La vie est ainsi faite que le temps passe et les cicatrices restent, le personnage de Lucy ne semblera jamais sortir de sa condition de femme meurtrie par les hommes, laissant le relai à sa fille Anna (jouée par Natalie Wood), l’atmosphère reste empreinte de nostalgie onirique, de regrets, de secrets, l'âge de la vieillesse atteinte la mort s'approche à grands pas, mais pour mieux lui sourire et ainsi la délivrer de sa solitude, et de la plus belle des manières. Je dois dire que ce final je l’attendais et l’espérais, et cela arrive, encore meilleur que je n’aurais pu l’imaginer d’ailleurs, d’un romantisme incroyable et d’une rare beauté, la musique joue d’ailleurs un rôle prépondérant dans l’émotion tout au long du film et atteint ici son paroxysme, les portes de l’au delà sont d’une quiétude réconfortante.

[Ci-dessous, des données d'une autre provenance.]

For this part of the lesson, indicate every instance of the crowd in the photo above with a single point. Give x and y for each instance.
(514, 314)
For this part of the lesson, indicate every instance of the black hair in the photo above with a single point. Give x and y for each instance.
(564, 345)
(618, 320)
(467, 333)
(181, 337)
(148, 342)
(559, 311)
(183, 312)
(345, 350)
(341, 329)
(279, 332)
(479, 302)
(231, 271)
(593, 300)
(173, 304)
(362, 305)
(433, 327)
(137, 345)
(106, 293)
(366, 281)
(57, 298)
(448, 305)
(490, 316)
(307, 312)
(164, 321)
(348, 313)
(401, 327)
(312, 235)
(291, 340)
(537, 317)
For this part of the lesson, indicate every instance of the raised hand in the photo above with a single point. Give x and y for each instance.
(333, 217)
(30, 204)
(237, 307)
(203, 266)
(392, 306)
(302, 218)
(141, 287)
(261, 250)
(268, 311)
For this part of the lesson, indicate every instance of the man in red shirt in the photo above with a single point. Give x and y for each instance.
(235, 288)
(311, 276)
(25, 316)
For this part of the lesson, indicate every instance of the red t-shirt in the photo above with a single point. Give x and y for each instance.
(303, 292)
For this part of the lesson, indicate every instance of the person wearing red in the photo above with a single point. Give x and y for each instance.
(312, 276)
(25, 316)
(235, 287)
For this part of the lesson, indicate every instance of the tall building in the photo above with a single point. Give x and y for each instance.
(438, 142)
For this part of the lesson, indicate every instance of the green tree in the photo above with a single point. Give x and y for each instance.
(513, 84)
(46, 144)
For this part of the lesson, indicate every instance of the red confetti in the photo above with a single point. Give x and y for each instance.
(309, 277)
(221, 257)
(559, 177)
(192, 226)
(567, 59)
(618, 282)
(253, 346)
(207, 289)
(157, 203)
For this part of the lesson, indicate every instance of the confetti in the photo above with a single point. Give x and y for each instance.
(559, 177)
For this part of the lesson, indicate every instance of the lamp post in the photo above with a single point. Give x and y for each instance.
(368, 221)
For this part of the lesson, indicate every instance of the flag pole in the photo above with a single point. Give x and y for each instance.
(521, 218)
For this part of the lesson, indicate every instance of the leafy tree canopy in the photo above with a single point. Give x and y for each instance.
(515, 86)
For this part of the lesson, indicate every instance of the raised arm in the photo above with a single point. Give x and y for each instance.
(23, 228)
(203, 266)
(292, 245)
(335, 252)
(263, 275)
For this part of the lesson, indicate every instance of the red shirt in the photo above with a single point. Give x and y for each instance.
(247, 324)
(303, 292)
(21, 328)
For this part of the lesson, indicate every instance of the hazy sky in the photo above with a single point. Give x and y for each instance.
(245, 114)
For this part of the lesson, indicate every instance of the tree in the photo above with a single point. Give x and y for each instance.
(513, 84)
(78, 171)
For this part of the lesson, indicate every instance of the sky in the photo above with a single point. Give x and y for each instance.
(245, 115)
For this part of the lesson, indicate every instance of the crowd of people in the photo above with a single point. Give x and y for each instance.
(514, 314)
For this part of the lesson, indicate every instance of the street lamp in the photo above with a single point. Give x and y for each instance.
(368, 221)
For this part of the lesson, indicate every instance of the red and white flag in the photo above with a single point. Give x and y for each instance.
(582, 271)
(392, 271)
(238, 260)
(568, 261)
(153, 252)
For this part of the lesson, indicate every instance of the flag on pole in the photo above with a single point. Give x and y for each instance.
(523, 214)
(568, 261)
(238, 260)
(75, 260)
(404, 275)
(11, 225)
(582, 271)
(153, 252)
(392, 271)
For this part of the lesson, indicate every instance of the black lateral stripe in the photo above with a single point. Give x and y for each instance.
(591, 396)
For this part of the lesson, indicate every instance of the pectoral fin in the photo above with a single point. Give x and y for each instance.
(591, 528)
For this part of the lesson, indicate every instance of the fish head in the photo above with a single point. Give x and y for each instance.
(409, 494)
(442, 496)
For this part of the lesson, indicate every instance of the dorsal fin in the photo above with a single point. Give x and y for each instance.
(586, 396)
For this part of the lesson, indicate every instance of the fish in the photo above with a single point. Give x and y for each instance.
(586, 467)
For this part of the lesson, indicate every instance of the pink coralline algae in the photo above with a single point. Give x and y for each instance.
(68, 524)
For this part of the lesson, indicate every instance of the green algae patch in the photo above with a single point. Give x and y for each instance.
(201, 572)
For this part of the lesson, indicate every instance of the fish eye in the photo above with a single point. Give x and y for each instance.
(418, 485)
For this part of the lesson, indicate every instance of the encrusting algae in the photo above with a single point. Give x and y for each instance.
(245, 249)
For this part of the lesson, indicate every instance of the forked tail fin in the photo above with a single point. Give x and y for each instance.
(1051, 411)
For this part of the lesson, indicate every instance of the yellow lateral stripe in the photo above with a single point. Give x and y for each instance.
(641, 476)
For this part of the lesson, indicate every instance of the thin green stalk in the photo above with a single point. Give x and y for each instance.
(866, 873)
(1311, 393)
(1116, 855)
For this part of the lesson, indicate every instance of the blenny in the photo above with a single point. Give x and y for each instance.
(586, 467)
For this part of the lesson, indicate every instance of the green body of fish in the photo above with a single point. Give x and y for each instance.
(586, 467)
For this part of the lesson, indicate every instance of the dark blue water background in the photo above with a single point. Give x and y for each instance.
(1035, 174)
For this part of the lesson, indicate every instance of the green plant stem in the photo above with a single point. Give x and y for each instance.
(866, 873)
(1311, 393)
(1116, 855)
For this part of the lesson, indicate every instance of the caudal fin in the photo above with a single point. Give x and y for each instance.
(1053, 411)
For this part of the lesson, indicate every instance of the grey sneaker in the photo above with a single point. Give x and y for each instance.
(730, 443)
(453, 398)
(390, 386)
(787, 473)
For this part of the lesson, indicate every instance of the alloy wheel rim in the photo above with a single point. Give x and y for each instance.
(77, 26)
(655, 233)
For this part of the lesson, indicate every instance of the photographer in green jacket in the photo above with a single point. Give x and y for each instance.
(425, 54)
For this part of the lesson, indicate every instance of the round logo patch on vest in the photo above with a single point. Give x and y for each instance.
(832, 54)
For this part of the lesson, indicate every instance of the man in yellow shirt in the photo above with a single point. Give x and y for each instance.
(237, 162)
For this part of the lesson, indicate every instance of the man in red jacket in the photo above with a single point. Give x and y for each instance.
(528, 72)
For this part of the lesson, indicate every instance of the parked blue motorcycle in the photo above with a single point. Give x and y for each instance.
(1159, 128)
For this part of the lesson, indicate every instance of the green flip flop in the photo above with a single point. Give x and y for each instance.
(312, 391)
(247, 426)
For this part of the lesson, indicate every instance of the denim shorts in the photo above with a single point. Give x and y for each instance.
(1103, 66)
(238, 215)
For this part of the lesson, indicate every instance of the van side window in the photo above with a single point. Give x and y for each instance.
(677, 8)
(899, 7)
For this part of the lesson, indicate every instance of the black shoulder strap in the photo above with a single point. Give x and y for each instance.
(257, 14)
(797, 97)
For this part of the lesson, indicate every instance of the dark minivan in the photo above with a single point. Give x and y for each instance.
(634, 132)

"L’Aventure de Mme Muir" est à mes yeux un chef d’oeuvre incontestable du 7ème art où tout ce qui fait la grandeur du cinéma est présent, on ressent au plus profond de nous de si belles émotions, il est aussi matière à réflexion sur notre existence et à la valeur des sentiments amoureux, Mankiewicz maitrise son récit et sa réalisation de bout en bout sans jamais faiblir, les acteurs sont au sommet, la morale de l’histoire est sublime, quoi dire d’autre à part que je manque de mots pour décrire ce film, juste magique !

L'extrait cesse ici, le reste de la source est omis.